Un hombre que inspiraba valor, audacia,
dignidad. Que le devolvía la confianza a la humanidad, que le devolvía la
esperanza y la alegría de vivir. Que mostraba que las cosas no tenían que ser
siempre aguantadas sino que podían ser cambiadas. Que nada era inmutable, que
nada estaba clasificado definitivamente o fijado para la eternidad.
Para describir a Jesús, no había
expresiones, ni imágenes lo suficientemente fuertes. Ni nada demasiado hermoso
y asombroso.
De modo que es inútil romperse los sesos
tratando de saber si Jesús nació de una virgen y cómo resucitó de entre los
muertos, si caminó realmente sobre las aguas, multiplicó los panes, cambió el
agua en vino, devolvió la vista a ciegos. Todas esas expresiones quieren decir
más o menos lo mismo: “Todo lo que Jesús ha sido va más allá de la cruz, la
tumba, la muerte. Todo lo que ha sido es siempre actual, siempre válido,
siempre eficaz y siempre verdadero.
En otros términos, la muerte no pudo nada
contra Jesús. Él está vivo. ¡Más que nunca! La prueba de que no se ha ido
realmente de este mundo, somos nosotros los que estamos acá. Le hemos dicho no
a la muerte. Le hemos dado la espalda. Nos reímos de ella. Puede ser que nos
maten, pero viviremos como él vive. Nada de volver a nuestras tumbas, a
nuestros miedos, a nuestra esclavitud.
En el apoyo que nos brindamos los unos a los
otros, en nuestra solidaridad, en nuestro amor, encontramos la fuerza que antes
no teníamos, la libertad que no conocíamos, la alegría y el bienestar que nos
eran extraños. Es aquí, en lo que nosotros estamos viviendo, adonde palpamos
que Jesús ha derribado el muro de la muerte, que él está vivo, que lo
escuchamos hablar y que percibimos su respiración y su mismo aliento.

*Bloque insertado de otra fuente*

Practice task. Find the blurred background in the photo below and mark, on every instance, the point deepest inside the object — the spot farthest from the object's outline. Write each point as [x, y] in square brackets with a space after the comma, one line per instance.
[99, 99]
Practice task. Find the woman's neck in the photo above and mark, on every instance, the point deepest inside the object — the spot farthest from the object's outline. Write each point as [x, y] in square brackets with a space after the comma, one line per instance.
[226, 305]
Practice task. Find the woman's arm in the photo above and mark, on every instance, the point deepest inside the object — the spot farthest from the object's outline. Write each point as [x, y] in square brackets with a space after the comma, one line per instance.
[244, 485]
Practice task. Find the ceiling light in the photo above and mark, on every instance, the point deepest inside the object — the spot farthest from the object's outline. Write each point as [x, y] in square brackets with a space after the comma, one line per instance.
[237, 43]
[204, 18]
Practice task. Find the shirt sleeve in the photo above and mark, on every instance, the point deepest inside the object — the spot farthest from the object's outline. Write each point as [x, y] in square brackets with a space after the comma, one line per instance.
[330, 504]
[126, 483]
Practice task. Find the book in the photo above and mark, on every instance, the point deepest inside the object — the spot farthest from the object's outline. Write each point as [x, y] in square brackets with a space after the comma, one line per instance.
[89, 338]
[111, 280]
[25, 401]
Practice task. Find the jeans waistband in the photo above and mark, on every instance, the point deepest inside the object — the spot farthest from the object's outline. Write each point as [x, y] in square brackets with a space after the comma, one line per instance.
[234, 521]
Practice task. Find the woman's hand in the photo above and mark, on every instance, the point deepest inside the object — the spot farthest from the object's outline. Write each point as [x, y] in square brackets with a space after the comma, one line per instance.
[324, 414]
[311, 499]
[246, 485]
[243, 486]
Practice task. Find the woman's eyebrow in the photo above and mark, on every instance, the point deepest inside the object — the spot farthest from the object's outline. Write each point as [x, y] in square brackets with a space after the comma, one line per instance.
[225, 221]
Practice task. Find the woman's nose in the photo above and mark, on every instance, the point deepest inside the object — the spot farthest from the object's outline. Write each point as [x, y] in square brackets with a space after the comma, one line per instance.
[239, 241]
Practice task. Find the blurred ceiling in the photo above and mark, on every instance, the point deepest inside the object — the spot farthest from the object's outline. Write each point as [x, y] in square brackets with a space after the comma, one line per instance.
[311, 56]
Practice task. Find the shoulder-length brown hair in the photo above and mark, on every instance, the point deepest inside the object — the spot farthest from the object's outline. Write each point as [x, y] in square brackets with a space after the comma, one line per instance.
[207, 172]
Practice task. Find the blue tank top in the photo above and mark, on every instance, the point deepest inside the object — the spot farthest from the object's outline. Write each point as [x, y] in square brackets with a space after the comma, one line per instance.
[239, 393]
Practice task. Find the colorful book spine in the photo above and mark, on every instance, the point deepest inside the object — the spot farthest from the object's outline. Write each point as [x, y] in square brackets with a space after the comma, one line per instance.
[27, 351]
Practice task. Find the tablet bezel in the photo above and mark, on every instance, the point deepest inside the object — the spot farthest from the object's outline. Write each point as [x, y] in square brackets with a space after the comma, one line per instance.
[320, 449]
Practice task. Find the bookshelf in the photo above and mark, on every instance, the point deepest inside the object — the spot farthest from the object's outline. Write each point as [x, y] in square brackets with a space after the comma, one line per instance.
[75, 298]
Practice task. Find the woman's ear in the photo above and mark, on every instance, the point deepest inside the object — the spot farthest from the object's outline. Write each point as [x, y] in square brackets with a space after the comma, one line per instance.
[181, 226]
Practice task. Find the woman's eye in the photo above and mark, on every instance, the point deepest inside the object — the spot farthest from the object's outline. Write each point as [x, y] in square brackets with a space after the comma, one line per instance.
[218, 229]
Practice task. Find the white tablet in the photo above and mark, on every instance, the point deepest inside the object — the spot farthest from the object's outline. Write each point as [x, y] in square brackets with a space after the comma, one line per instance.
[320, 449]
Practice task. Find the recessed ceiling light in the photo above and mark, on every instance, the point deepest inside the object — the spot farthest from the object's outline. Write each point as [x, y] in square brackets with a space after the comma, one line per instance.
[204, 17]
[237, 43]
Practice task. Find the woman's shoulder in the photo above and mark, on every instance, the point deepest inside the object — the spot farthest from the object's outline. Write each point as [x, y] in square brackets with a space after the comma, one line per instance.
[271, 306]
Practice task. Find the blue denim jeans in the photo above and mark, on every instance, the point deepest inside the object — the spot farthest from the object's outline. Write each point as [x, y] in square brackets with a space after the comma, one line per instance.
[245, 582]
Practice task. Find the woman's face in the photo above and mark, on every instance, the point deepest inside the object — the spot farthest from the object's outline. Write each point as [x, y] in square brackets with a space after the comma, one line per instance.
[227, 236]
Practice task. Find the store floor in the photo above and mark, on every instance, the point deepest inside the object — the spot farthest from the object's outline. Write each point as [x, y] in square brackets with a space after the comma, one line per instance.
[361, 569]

Es él quién, a través nuestro, continúa iluminando,
perdonando, curando, liberando y resucitando.
Para nosotros, entre todo lo que existe, él
ha sido, y es aún, lo que más es parecido a Dios y, a la vez, es todo lo más
humano y más próximo a nosotros que
pueda haber.
Él
nos ha mostrado en una forma incomparable que con Dios nada es
imposible. Y nosotros, estimulados por su testimonio, creemos lo mismo.
Es por eso que no dudamos en afirmar que
otro mundo es posible.
Sí, nosotros creemos que aún desde nuestra
impotencia, o de nuestra nada, podemos
obrar maravillas y recrear este mundo. Creemos que nuestros corazones de piedra
pueden transformarse en corazones de carne.
Creemos que el poder del amor es inmenso y
es capaz de todo. Es capaz de audacias, de creatividad, de inteligencia, de ciencia,
de libertad, de superación y de humanidad ilimitadas.
Creemos que desde lo más profundo de nuestro
ser pueden brotar fuerzas desconocidas y de nuestra roca, ríos de vida.
Nuestras tierras quemadas, envenenadas, asesinadas por nuestras guerras, odios,
depredaciones y desasosiegos, serán cambiadas
en huertos y verdes praderas.
Purificaremos el aire de nuestro cielo y
lavaremos el agua de los mares y restauraremos la vida en toda la superficie de
la tierra. Haremos milagros. ¡Nada es irreversible! Todo puede cambiar. Todo
puede ser transformado. Todo puede ser iluminado y recreado.
¡Sí, podemos caminar sobre las aguas!